The Council, which last month agreed to add $100,000 to its 2014 social services grant program for that purpose, will use reserves from the current year’s SECA program to cover the cost. Chirico, alluding at the time to the numerous incidents of fatal drug overdoses and suicides in Naperville in recent years, said the problem shouldn’t be put off for next year.

“By the time we do this, maybe it will be worse, maybe not. I don’t know,” he said. “But we do know that we have a problem now.”

Council member Grant Wehrli said social service funding needs were part of the conversation when the SECA fund was being discussed nearly a decade ago. Councilman Paul Hinterlong was reluctant to make a sharp detour from the fund’s original purpose — “funding special events, artistic entities, and cultural amenities in Naperville that express the character of the community and provide cultural experiences that are open to all residents and visitors,” according to the city — and he and Wehrli concurred with other Council members that clearer definitions are needed for what the fund is and is not designed to do.

Chirico said the Council is able to change the ordinance as it deems necessary to meet the needs of the day.

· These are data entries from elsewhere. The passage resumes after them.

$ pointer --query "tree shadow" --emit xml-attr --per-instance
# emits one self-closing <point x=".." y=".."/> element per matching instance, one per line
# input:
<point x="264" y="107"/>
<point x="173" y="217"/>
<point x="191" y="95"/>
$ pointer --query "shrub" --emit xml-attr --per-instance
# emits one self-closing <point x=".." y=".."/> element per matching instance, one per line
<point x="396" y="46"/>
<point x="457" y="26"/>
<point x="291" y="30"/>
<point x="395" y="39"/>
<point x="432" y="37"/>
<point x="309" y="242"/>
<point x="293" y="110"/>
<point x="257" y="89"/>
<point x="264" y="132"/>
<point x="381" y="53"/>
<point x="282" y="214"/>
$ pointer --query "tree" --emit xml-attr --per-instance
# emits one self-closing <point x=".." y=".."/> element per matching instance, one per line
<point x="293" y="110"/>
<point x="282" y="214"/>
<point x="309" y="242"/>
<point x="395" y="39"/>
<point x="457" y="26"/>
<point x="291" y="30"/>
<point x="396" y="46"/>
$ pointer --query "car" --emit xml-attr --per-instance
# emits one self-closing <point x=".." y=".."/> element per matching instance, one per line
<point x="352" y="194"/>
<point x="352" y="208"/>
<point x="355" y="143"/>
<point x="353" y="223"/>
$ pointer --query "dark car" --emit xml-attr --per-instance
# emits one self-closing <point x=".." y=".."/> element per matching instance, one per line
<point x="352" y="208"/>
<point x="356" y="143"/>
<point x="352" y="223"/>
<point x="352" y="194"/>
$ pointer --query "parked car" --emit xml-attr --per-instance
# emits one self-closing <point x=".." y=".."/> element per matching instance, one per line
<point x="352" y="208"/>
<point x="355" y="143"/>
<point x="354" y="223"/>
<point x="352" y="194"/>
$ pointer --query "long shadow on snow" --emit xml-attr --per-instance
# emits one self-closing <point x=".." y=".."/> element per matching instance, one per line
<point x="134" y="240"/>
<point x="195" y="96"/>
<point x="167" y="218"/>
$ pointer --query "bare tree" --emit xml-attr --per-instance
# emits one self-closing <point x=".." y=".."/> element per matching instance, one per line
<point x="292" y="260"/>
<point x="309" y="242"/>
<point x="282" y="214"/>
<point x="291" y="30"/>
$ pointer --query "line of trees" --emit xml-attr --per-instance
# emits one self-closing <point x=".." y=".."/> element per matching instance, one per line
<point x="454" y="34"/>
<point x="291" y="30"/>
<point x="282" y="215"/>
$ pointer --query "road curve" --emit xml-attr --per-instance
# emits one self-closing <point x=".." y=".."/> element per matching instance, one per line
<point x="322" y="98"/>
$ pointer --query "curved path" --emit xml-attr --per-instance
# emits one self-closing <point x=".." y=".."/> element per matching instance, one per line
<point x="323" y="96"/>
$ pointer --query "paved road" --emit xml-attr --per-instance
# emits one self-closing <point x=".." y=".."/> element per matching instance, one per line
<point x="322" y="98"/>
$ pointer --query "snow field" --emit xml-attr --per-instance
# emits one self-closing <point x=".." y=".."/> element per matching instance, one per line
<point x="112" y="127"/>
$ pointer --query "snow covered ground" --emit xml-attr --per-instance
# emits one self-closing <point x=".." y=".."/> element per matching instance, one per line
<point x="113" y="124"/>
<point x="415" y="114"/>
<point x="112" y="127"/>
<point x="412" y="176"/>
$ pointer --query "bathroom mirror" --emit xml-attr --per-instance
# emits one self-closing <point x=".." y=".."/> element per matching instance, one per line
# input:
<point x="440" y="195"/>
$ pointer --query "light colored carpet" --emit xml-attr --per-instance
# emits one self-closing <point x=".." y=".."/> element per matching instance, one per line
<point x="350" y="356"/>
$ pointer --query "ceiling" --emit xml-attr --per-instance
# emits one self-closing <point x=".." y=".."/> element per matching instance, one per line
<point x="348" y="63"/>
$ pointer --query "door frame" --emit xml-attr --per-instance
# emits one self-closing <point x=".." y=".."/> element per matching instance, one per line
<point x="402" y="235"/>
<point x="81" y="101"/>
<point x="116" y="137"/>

“We have the funds,” he said. “Social services is closely connected to this type of fund, with cultural amenities. Just amend it.”

The Council members acknowledged that the numbers, and the policies, are subject to continuous shift — and that it demands their response.

“We never seem to come up with the perfect solution. Every year there’s some little tweak,” Councilwoman Judith Brodhead said.

Councilman Bob Fieseler marveled at the restaurant and bar volume necessary to generate a one percent tax share that exceeds $3 million every year.

“One-third of a billion … that’s a lot,” he said.

According to Christine Jeffries, president of the Naperville Development Partnership, aside from Chicago, the only city in Illinois whose taverns and eateries bring in more revenue than Naperville’s is Schaumburg.

Officials appeared OK with that distinction.

“We all want the region and the state to prosper,” Councilman Joe McElroy said. “But we want Naperville to prosper more.”